Estoy pensando que hay mucha música española que te molaría. Las bandas del Sonido Laietà o grupos como Smash o Triana, que fusionaban psicodélica y flamenco… ¿Conoces algo?

¡Wow! Me interesa la verdad, pero no conozco mucho. He investigado un poco el soul español, tengo un single de un grupo de los 70's que lo he pinchado muchísimo. Un grupo que se llama Los Ros

Cuéntame cosas tuyas ¡Un clásico del Soul Ibérico!

¡Ese! ¡Muy bueno!

¿Qué te gusta fuera de la música?

Bueno, me interesan todas las expresiones artísticas… Ahora mismo estoy leyendo The Passion Of New Ev" (La Pasión de la Nueva Eva) de Angela Carter, me está gustando mucho; y he ido a ver la exposición de Philippe Parreno en la Tate Modern. Me interesa el arte en general… y la comida. Porque la comida suele ser el reflejo de la cultura de un país, y me gusta experimentar lo que aporta a mi organismo la comida, siempre intento probar muchas cosas diferentes cuando voy de viaje.

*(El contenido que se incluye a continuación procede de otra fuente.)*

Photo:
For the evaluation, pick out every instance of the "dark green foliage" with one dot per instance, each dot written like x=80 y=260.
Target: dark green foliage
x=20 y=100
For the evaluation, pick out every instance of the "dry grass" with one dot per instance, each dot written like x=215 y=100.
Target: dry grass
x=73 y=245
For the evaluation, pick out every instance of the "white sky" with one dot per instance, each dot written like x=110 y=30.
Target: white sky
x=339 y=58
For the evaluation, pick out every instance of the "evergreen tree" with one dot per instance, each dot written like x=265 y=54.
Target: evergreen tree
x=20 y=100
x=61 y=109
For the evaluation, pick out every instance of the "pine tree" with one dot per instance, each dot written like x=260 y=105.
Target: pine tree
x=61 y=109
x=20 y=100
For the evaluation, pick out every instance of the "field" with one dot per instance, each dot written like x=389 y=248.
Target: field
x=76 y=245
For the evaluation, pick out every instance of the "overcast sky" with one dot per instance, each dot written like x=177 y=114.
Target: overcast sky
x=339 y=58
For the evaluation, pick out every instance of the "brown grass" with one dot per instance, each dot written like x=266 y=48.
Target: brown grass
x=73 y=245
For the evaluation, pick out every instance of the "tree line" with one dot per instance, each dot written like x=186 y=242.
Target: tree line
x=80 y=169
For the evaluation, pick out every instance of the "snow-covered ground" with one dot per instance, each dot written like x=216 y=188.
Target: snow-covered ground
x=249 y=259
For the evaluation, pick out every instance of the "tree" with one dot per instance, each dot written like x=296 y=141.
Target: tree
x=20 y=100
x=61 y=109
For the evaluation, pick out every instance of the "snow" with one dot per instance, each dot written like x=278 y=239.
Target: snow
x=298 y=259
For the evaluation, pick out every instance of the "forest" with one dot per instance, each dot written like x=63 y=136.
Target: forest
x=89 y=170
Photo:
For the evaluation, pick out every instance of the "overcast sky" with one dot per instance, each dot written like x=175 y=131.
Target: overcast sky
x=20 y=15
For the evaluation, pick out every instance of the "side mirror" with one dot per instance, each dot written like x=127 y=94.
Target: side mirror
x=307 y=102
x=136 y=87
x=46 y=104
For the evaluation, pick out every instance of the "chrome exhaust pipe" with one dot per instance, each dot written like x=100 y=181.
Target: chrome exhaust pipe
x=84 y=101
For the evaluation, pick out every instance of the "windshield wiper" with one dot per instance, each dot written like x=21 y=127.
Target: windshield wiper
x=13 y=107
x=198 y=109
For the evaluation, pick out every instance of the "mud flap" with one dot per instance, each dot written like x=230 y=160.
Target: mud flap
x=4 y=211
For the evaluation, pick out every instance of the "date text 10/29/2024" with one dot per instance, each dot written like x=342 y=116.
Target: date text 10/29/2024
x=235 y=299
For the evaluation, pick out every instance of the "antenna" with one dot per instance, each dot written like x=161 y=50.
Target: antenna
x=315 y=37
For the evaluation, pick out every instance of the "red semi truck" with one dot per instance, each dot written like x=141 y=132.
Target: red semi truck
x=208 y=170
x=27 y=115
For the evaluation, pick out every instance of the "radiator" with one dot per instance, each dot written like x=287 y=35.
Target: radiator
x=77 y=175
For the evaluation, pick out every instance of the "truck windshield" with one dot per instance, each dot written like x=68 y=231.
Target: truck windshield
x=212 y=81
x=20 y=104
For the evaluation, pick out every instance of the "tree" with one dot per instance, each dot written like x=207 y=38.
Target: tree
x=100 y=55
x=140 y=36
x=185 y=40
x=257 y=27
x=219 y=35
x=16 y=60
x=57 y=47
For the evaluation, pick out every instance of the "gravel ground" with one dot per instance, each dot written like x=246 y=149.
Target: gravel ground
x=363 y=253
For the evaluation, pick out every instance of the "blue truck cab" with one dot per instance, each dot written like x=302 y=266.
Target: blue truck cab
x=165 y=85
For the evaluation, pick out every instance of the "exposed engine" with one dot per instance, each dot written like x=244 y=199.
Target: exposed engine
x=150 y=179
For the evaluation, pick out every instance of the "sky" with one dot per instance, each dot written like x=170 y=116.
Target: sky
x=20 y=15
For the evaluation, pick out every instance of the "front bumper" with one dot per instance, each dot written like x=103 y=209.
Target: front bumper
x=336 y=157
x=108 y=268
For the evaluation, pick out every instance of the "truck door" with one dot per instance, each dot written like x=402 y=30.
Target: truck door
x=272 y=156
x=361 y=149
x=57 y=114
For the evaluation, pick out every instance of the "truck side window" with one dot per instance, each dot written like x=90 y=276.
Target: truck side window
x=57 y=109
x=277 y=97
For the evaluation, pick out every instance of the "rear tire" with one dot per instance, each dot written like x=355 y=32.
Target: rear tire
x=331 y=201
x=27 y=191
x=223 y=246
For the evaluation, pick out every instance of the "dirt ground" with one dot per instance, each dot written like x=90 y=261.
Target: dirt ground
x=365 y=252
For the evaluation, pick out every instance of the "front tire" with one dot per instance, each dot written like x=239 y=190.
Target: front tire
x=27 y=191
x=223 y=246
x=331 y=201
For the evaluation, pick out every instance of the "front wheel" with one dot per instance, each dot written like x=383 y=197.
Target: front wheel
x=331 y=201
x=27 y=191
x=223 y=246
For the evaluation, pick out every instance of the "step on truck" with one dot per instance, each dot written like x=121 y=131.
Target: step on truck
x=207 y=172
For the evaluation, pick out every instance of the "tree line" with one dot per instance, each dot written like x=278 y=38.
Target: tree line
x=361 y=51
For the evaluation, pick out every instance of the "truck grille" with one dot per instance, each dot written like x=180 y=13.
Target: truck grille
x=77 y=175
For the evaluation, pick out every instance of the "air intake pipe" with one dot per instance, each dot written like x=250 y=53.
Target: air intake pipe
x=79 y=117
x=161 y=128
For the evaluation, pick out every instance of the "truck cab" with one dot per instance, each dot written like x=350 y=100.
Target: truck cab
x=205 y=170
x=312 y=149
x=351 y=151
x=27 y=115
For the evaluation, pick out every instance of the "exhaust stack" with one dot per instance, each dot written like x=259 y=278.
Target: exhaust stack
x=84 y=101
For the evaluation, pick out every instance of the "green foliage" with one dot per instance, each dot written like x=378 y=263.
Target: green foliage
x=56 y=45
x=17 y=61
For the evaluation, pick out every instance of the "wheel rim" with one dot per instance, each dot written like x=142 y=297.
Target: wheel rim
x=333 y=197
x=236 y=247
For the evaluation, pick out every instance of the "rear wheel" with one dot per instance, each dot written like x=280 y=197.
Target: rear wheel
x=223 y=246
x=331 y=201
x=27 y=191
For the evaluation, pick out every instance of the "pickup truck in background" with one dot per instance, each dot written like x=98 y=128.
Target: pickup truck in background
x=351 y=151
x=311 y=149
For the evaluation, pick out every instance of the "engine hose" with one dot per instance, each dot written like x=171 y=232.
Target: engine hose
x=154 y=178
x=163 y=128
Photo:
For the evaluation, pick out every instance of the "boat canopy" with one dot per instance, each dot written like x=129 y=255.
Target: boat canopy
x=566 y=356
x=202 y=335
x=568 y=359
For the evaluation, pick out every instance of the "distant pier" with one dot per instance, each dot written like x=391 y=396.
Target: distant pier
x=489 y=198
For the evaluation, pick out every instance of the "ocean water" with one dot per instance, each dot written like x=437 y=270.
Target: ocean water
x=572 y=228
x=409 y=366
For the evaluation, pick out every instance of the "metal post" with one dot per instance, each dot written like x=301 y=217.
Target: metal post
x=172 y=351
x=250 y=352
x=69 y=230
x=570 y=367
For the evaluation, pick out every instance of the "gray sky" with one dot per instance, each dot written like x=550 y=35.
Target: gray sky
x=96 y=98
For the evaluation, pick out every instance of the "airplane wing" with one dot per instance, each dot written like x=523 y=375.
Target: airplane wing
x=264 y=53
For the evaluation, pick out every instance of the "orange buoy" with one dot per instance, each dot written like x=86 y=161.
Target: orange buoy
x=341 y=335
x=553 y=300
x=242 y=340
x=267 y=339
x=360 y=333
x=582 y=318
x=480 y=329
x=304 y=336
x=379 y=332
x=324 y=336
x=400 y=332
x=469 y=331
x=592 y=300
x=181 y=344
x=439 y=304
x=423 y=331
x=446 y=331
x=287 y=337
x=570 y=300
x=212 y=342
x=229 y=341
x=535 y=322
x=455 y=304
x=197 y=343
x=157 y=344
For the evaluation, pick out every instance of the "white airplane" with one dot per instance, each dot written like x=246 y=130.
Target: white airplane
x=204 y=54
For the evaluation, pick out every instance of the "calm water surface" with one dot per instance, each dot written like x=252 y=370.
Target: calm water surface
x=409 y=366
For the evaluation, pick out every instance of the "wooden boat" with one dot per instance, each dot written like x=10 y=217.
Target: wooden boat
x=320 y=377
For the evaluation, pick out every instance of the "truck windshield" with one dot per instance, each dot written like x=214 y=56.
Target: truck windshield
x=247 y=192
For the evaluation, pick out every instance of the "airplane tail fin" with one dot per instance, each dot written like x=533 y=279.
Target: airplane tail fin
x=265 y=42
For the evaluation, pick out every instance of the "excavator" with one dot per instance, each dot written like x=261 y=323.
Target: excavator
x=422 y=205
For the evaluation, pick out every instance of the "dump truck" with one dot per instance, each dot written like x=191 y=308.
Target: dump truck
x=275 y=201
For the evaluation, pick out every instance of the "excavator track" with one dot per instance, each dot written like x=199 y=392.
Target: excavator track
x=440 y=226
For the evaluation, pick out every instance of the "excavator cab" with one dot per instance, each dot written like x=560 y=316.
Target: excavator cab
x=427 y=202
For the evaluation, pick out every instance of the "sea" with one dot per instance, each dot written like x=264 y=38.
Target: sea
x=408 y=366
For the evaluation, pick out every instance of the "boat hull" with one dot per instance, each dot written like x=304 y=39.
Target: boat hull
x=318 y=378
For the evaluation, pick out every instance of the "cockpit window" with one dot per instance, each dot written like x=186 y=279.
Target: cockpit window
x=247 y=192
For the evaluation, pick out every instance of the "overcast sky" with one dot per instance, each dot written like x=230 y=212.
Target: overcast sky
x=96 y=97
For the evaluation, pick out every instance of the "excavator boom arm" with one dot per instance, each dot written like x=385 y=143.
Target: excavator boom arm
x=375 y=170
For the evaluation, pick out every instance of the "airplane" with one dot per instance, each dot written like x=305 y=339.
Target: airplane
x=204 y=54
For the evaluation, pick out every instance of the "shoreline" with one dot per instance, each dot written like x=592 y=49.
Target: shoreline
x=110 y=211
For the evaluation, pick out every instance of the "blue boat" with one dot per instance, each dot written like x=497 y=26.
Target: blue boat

¿Sigues jugando a videojuegos? Una vez leí que eras muy bueno jugando al Mario Kart…

(Risas) Jaja, sí, no sé por qué, cuando era un niño jugaba al Mario Kart de la Nintendo 64 y destrozaba a todo el mundo. ¡No tenía rival! Ahora ya no juego, alguna vez he quedado con amigos y me han enseñado la Xbox, pero el mando tiene demasiados botones… ¡Lo encuentro muy complicado!

Floating Points estará el sábado 18 de febrero en la fiesta Journeys que se celebra en Razzmatazz (Barcelona) para realizar un set de 5 horas.